Spotfire Content Analytics At TIBCONOW

(This session was from late yesterday afternoon, but I didn’t remember to post until this morning. Oops.)

Update: the speakers were Thomas Blomberg from TIBCO and Rik Tamm-Daniels from Attivio. Thanks, guys!

I went to the last breakout on Monday to look at the new Spotfire Content Analytics, which combines Spotfire in-memory analytics and visualization with Attivio content analysis and extraction. This is something that the ECM vendors (e.g., IBM FileNet) have been offering for a while, and I was interested to see the Spotfire take on it.

Basically, content analytics is about analyzing documents, emails, blogs, press releases, website content and other human-created textual data (also known as unstructured content) in order to find insights; these days, a primary use case is to determine sentiment in social media and other public data, in order for a company to get ahead of any potential PR disasters.

Spotfire Content Analytics — or rather, the Attivio engine that powers the extraction — uses four techniques to find relative information in unstructured content:

  • Text extraction, including metadata
  • Key phrase analysis, using linguistics to find “interesting” phrases
  • Entity extraction, identifying people, companies, places, products, etc.
  • Sentiment analysis, to determine degree of negative/positive sentiment and confidence in that score

Once the piece of content has been analyzed to extract this relevant information, more traditional analytics can be applied to detect patterns, tie these back to revenue, and allow for handling of potential high-value or high-risk situations.

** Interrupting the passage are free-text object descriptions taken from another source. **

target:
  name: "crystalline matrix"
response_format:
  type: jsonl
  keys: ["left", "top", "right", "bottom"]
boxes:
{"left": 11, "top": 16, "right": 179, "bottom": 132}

Spotfire Content Analytics (via their ) uses machine learning that allows you to train the system using sample data, since the information that is considered relevant is highly dependent on the specific content type (e.g., a tweet versus a product review). They provide rich text analytics, seamless visualization via Spotfire, agility through combining sources and transformations, and support for diverse content sources. They showed a demo based on a news feed by country from the CIA factbook site (I think), analyzing and showing aggregate sentiment about countries: as you can imagine, countries experiencing war and plague right now aren’t viewed very positively. Visualization using Spotfire allows for some nice geographic map-based searching, as well as text searching. The product will be available later this month (November 2014).

Great visualizations, as you would expect from Spotfire; it will be interesting to see how this measures up to IBM’s and other content analytics offerings once it’s released.